The Allegany task force that includes Ronan and Robertson now meets monthly to coordinate efforts and share ideas.
“Trying to address this from a community perspective has paid off,” said Ronan, at least in terms of unifying the county’s approach. Ronan mentioned things like putting mental health professionals in ambulances as one of the efforts the group is now trying.
“Over the last few months, we’ve seen a slight decline in the OD numbers, which is encouraging,” Ronan said.
In 2016, there were 918 heroin-related deaths in Maryland through September according to the state’s health department, up 23 percent from the total in 2015 and up nearly 60 percent from 2014′s total.
Scarier still is the sudden rise in the use of fentanyl and carfentanil, synthetic opioids that can be more than 1,000 times stronger than morphine and are often mixed with heroin, to fatal effect. Fentanyl-related deaths increased nearly 120 percent between 2015 and the first nine months of 2016, to 738 statewide.
On March 1, Gov. Larry Hogan declared a state of emergency around the state’s opioid epidemic, committing $50 million over five years to the problem. It was the latest escalation in a series of his administration’s efforts to slow the state’s opioid death toll, which continued to rise in 2016, according to the latest reporting.
What Hogan’s emergency edict calls for is an action plan to be made and then implemented across a slew of state and local agencies throughout Maryland.
The effort is being led by Clay Stamp, the governor’s senior adviser for emergency management and the former director of emergency services for Talbot County, a rural area on the Eastern Shore.
“Education and prevention will move the needle,” said Stamp. “What it does is remove the demand from supply and demand.”
Stamp also said that public health will be the focus of the state’s plan, and likened the scale and approach of forthcoming efforts to those that were used for anti-smoking and HIV education in the past.
Some argue the state’s entire approach is misguided and destined to fail.
“The governor created a task force for heroin and it didn’t have a person in recovery on the task force,” said Mike Gimbel, the director of substance abuse for Baltimore County from 1980 to 2003. “They don’t understand heroin. They really think it’s like teen smoking. This isn’t drug prevention 101.”
According to Gimbel, there’s unlikely to be any headway made against the problem without a primary focus on long-term treatment and rehabilitation, not on naloxone, an anti-overdose drug, and vivitrol, which blocks opioid receptors in the brain for up to a month.
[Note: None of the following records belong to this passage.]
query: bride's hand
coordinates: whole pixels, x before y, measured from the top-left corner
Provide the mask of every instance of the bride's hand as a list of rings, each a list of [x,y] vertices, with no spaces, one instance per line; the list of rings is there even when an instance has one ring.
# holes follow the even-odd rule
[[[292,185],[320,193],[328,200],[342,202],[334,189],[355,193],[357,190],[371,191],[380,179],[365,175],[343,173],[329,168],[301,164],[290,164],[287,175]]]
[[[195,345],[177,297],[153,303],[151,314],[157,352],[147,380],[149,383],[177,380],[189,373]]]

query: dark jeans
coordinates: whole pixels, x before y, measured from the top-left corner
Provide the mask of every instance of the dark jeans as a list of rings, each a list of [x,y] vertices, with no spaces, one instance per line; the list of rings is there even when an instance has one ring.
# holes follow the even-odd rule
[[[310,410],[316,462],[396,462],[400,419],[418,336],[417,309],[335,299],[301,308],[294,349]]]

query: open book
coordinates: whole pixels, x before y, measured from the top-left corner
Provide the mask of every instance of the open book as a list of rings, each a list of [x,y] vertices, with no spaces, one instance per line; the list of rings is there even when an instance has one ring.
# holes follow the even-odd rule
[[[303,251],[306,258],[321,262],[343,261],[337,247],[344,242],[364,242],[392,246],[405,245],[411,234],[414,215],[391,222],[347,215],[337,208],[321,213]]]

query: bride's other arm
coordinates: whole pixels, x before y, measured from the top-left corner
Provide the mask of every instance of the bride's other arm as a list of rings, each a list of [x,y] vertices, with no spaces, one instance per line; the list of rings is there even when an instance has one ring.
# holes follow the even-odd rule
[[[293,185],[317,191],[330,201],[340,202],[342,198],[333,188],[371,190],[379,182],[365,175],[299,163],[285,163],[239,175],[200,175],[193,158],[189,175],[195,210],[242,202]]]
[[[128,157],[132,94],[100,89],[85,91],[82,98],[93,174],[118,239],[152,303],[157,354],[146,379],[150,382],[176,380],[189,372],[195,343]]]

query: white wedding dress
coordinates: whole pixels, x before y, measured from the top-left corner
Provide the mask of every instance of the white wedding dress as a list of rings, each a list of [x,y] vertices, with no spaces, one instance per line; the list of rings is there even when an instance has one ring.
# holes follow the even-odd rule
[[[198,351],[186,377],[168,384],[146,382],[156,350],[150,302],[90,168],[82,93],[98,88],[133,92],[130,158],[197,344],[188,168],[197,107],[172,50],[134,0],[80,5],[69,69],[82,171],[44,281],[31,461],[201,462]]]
“We’re not going to medicate our way out of it. You don’t solve a drug problem with more drugs,” Gimbel said. “The model should be treatment on demand.”
Funding for Hogan’s state of emergency effort is authorized under the recently passed HOPE Act, which calls for a series of initiatives that revolve around reforming drug courts, naloxone distribution and hospital discharge procedures. The bill also calls for the establishment of “crisis treatment centers,” but requires only one to be up and running before June 2018 and mandates no others.
“It’s important that on the back side, there’s treatment,” said Stamp. “We have to beef up our ability to help people fighting addictions.”
A matter of faith
The inclusion of faith-based organizations on local drug councils is indicative of the all-hands approach in rural areas. What religious groups can bring to the opioid fight is significant in terms of manpower and a direct connection to the community.
“We’re a microcosm of what’s going on in the street,” said Pastor David Ziler of the Union Rescue Mission in Cumberland, a homeless shelter with 62 beds that serves about 200 meals a day. “If it’s happening, we’re going to see it before anyone else is seeing it.”
Ziler believes churches and religious organizations can provide what the government can’t.
“We’re throwing money at the problem, but we haven’t thrown people at the problem,” Ziler said. ”(Religious organizations) are the biggest volunteer group in the world and we can offer more man hours than anyone.”